Das Treffen der Bundeskanzlerin mit dem russischen Präsidenten im Kreml am Sonnabend – nur wenige Tage nach der Ermordung des iranischen Generals Kassem Soleimani – hatte etwas von einem Appell gegen weitere Eskalationen. Von Ulrich Heyden, Moskau
Man reibt sich die Augen. War da was? Eine Krise zwischen Russland und Deutschland? Die Abschiebung von Diplomaten? Schwere Vorwürfe gegen die russischen Behörden wegen des Mordes an einem Tschetschenen im Berliner Park Tiergarten? Von all dem war am Sonnabend im Kreml nichts zu hören, zumindest nicht auf der Pressekonferenz nach einem dreieinhalbstündigen Gespräch zwischen Putin und Merkel. Auf der Pressekonferenz wurde deutlich, dass die beiden Politiker bei allen besprochenen Fragen – von Iran, Syrien, Libyen, der Ukraine bis Nord Stream 2 – unterschiedliche Auffassungen jetzt zurückstellen, zugunsten von Zielen, die man gemeinsam erreichen kann. Möglicherweise wollen die beiden Staatsführer mit der in Moskau demonstrierten Einigkeit auch den USA ein Signal geben, es mit dem Zündeln im Nahen und Mittleren Osten nicht zu weit zu treiben.
Lösungen für mehrere Konfliktregionen besprochen
Angela Merkel bedankte sich auf der Pressekonferenz „für die Gelegenheit zu einem umfassenden Gespräch zum Bereich der bilateralen Zusammenarbeit als auch zum Bereich der internationalen Fragen.“ Trotz „einiger Schwierigkeiten in Zusammenhang mit den Sanktionen im Zusammenhang mit der Ukraine“ – so die Kanzlerin – gäbe es zwischen Russland und Deutschland eine „intensive wirtschaftliche Beziehung, aber auch in dem Bereich Wissenschaft und Universitäten.“
Die Kanzlerin erklärte, das Projekt Nord Stream 2 sei ein „wichtiges wirtschaftliches Projekt“, das „durch die europäische Rechtsprechung legitimiert“ sei.
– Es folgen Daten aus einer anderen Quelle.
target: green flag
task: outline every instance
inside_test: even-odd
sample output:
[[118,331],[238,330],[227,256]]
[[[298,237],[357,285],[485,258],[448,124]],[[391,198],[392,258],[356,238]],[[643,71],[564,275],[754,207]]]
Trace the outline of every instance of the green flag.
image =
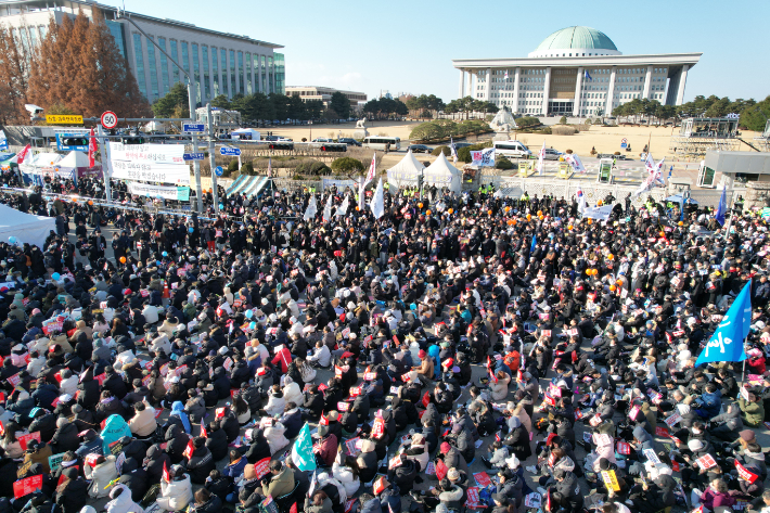
[[316,470],[316,456],[312,453],[312,438],[310,438],[310,427],[306,422],[292,448],[292,461],[300,471]]

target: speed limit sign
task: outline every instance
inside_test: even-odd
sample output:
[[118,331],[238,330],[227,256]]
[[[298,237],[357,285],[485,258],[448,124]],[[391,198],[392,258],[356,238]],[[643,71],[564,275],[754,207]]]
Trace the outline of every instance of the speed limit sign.
[[102,114],[102,126],[104,128],[115,128],[117,127],[117,114],[112,111],[107,111]]

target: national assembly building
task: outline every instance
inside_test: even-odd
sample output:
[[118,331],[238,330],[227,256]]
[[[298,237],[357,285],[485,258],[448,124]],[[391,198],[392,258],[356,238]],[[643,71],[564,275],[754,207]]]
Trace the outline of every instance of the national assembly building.
[[460,98],[527,115],[595,116],[633,99],[680,105],[702,53],[624,55],[604,33],[567,27],[522,59],[462,59]]

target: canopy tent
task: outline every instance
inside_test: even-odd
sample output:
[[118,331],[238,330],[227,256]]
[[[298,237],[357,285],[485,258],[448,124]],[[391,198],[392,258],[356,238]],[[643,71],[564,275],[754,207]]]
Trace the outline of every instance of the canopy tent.
[[425,166],[420,164],[411,150],[403,155],[401,162],[387,170],[387,182],[396,189],[402,187],[416,187],[418,177],[425,170]]
[[17,153],[0,153],[0,170],[12,171],[18,167]]
[[59,161],[54,168],[60,178],[99,177],[102,175],[100,163],[94,162],[93,167],[88,167],[88,154],[76,151],[69,152],[67,156]]
[[[24,181],[30,183],[36,177],[55,176],[55,165],[63,158],[59,153],[36,153],[27,155],[24,162],[18,166],[22,170]],[[38,179],[38,182],[40,180]]]
[[425,185],[436,185],[438,189],[447,188],[460,194],[462,192],[462,171],[452,166],[444,152],[438,158],[425,168]]
[[253,128],[239,128],[238,130],[231,131],[230,137],[242,141],[258,141],[259,132]]
[[9,242],[15,236],[18,244],[35,244],[44,248],[46,238],[55,231],[56,221],[52,217],[33,216],[0,204],[0,241]]

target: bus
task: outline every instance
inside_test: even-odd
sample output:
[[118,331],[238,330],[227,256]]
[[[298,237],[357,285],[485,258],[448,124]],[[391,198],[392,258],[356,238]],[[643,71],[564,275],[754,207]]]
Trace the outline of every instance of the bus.
[[[390,144],[390,146],[387,146]],[[385,150],[385,148],[392,152],[401,149],[401,138],[400,137],[384,137],[384,136],[369,136],[363,140],[363,148],[370,148],[372,150]]]

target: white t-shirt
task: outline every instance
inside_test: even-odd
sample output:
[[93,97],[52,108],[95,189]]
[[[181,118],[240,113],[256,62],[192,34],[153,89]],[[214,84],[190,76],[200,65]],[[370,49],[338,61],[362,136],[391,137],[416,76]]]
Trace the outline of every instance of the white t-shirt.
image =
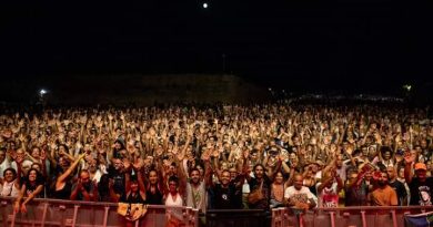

Trotz der amerikanischen Sanktionen gegen die Pipeline halte sie es für möglich, „dass man den Bau von Nord Stream 2 vollenden kann“. Nachdem Russland und die Ukraine sich auf Transitlieferungen für die nächsten fünf Jahre geeinigt haben und die Pipeline Turkish Stream eröffnet wurde, seien Befürchtungen von einseitiger Abhängigkeit bei Gaslieferungen unbegründet.
Wladimir Putin erklärte, er rechne damit, dass Nord Stream 2 Ende dieses, Anfang nächsten Jahres fertiggestellt wird. Die Bundeskanzlerin erklärte, sie hoffe, dass die Bemühungen von Putin und Erdogan zur Herstellung eines Waffenstillstands in Libyen Erfolg haben. Sonntag um null Uhr soll in Libyen ein Waffenstillstand in Kraft treten. Weiter sagte Merkel, sie sei sich mit Putin einig, „dass man sehr bald zu einer Libyen-Konferenz nach Berlin einladen könne.“ Auf dieser Konferenz solle „unter Führung der Vereinten Nationen“ ein Frieden in dem nordafrikanischen Land erreicht werden.
Als größte Gefahr sieht die Kanzlerin, dass sich andere Staaten in die Angelegenheiten von Libyen einmischen. Welche Staaten das seien, sagte sie nicht. Sie meinte aber offenbar vor allem die Türkei. Merkel sagte, an einer Friedenslösung in Libyen müssten die Parteien in Libyen, „die an der militärischen Auseinandersetzung beteiligt sind“, einbezogen werden. Dabei ginge es um „die Herren Sarradsch und Haftar“. Putin begrüßte die deutsche Initiative für eine Libyen-Friedenskonferenz.
Merkel lobt Putin und Erdogan
Die Bundeskanzlerin erklärte, das Gespräch zwischen Putin und Erdogan zu Syrien habe „wichtige Ergebnisse gebracht“. Sie freue sich, dass jetzt zwei Grenzübergänge zu der Region Idlib wieder für humanitäre Lieferungen offen sind. Denn es gäbe in dieser Region „eine große Not“. „Wie in Libyen“ gäbe es auch für Syrien „keine militärische Lösung“, sondern „letztlich nur Verhandlungslösungen“. Deutschland setze sich für einen weiteren humanitären Übergang im Osten Syriens ein. Außerdem unterstütze Deutschland das Projekt eines Verfassungskonvents für Syrien und werde für dieses Projekt mit Russland, der Türkei und Frankreich „sehr, sehr eng zusammenarbeiten“. Die Führung Syriens erwähnte Merkel in diesem Zusammenhang nicht. Eine politische Lösung sei nötig, „damit auch wieder Menschen, die aus Syrien geflohen sind, zurückkehren können.“ Besonders viele Flüchtlinge seien ja in der Türkei, sagte die Kanzlerin.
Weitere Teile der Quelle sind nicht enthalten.